The Dambusters—Richard Todd leading his men on a suicide mission. Twelve O’Clock High—Gregory Peck counting the returning planes. My father is seeing his life through a black and white lens.
I notice a baby on the edge of his picture. He’s crawling towards the side, as if he wants to escape. His family haven’t noticed. They’re all looking at the man selling ice creams. It reminds me of Brueghel—Icarus splashing into the sea, while everyone else is getting on with their lives.
“We came down in the end, just like everyone else, hit by shrapnel on the way out. We dropped our bombs short of the target and turned round. Only four of us were left alive—two badly wounded.” His voice is speeding up with the action. “There was petrol everywhere, washing round the floor—could have been blood too, I suppose. Anyway, something kept banging into my leg while I tried to control the plane. I put my hand down to see what it was, and it was wet and sticky and warm. I picked it up and it was a severed hand. The glove was still on it.” He holds his hand dramatically in front of his face and studies it gravely for several seconds, as if he is searching for the right words. “I didn’t even know who it belonged to.” He says this casually, like an afterthought, but I feel that none of this is spontaneous. It’s been worked on.
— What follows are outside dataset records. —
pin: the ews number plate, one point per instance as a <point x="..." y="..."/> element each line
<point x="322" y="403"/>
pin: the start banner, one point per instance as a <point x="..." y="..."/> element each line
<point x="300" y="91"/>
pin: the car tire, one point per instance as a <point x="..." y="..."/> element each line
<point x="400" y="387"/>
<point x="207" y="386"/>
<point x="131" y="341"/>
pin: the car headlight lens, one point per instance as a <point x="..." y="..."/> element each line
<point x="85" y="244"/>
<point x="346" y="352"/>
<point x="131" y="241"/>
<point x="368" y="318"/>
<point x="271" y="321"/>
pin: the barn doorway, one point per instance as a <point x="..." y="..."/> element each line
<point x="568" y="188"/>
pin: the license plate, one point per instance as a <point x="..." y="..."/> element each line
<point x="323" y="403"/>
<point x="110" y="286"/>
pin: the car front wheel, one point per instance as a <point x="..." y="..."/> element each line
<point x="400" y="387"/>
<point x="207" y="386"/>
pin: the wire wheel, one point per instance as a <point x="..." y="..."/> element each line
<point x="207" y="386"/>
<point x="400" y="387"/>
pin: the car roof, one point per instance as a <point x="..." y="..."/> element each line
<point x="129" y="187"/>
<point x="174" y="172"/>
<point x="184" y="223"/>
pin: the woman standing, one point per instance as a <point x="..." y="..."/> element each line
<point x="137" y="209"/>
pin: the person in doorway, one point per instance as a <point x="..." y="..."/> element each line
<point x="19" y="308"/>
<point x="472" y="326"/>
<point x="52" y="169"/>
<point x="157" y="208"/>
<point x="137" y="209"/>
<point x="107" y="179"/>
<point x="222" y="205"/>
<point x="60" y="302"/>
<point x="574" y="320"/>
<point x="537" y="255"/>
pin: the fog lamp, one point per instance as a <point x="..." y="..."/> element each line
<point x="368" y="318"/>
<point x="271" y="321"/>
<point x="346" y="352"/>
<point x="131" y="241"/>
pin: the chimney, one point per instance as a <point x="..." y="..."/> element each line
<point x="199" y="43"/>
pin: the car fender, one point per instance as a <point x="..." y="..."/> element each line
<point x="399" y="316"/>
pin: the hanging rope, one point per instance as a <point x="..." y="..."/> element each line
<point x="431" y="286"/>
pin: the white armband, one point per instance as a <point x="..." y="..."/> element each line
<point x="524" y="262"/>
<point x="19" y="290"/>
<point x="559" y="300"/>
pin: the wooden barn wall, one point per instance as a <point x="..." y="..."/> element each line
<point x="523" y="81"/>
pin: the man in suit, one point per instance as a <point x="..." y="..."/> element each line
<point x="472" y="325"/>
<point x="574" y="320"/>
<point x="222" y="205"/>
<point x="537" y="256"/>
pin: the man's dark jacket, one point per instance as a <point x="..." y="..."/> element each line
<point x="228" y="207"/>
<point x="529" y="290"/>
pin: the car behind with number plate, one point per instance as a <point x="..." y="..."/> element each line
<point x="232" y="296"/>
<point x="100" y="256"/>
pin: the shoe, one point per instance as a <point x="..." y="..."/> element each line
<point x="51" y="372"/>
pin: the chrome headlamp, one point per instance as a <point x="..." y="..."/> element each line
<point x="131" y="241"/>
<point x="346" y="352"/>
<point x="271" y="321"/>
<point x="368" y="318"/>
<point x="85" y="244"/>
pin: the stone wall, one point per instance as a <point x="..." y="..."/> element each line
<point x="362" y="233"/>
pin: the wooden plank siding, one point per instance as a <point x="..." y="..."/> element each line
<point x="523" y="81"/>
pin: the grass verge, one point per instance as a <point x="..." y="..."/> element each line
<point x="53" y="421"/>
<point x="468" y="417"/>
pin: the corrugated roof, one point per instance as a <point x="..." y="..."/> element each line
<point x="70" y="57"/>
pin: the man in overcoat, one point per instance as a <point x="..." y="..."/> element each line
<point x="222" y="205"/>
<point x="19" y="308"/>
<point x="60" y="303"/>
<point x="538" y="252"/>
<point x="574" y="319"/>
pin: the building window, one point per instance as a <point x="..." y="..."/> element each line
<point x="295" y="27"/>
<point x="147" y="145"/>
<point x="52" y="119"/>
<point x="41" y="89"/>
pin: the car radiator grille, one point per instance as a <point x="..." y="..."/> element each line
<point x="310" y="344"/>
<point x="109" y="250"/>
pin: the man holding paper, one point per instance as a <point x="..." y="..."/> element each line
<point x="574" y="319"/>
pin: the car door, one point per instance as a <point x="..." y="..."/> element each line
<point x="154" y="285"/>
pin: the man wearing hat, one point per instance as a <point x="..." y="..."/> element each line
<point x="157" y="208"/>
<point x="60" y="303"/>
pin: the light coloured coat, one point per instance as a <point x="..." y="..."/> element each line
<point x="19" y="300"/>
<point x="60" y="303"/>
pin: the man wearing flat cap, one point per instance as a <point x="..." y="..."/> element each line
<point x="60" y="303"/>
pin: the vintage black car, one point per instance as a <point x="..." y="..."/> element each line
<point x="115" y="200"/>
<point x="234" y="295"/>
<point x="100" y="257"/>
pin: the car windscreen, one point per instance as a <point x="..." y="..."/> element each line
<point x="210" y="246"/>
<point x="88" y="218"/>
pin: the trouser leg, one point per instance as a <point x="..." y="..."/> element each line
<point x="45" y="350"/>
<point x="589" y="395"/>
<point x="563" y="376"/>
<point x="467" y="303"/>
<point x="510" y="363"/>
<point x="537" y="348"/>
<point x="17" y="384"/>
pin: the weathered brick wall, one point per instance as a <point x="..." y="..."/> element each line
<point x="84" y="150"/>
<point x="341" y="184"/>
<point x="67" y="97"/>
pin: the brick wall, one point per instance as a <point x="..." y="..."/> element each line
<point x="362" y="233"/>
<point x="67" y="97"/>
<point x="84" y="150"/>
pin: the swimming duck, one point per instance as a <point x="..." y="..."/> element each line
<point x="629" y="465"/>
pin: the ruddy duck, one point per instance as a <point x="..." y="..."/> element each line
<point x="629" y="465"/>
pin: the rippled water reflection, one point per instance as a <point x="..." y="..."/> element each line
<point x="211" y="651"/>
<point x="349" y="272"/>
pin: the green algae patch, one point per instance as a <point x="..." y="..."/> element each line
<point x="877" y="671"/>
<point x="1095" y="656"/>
“Well,” I say, “can I assume it wasn’t yours?”
He ignores me. “We were obviously going down. I told everyone to get out, then I scrambled on to a wing and jumped. My parachute opened almost immediately, but it was too dark even to see the plane hit the water. Just a loud
bang, a roaring of water, and then nothing. I couldn’t see any other parachutes. I couldn’t see anything. I was the only one to get out.”
“What about the moon?” I say.
He looks confused. “What moon?”
“The moon in the sky. You can usually see something by the light of the moon.”
He stops as if he’s examining a picture inside his mind, then shakes his head. “I don’t know,” he says eventually. “Maybe there was a new moon—or it was cloudy.”
“Was the sea rough?”
He stops again. “I don’t know. I can’t remember.”
“So how were you rescued?”
“The navy fished me out at first light. There were no other survivors.”
He stops for a long time, still with his back to me.
“So why didn’t you tell me all this before?” I say. “It’s a good story.”
He turns and looks at me sharply. “Don’t mock, Kitty.”
Thousands of people died in the fire bombs of Berlin. An aeroplane crew fell into the sea, and my father couldn’t save them. Nobody would have noticed the bomber going down. There were too many other deaths to worry about.
“The sea is a very lonely place in the middle of the night. Huge and threatening and without horizons. I hate it.”
“But you spend all your time painting it.”
“Yes.” He sighs, a long, slow, exhausted sigh. “Well—I feel as if I lost something that night. I keep thinking, if I try again, paint the sea from a different angle, a different colour, a different mood, I’ll find what I’ve lost.” He sighs again. “It never works.”
He won’t look at me, and I suddenly know that this is the truth. Somewhere in amongst all that drama, he has told me something private and true. “Did you go straight back to dropping bombs on Germany with another crew?” I ask.
“No. I had a leg wound. By the time it was patched up and functional, the war was all over. They gave me some medals and I took them, but I never wore them.” He seems to be saying, it’s not his fault. He wasn’t responsible for any of it: the war, the bombing, the death of his crew. I feel a rush of understanding for him.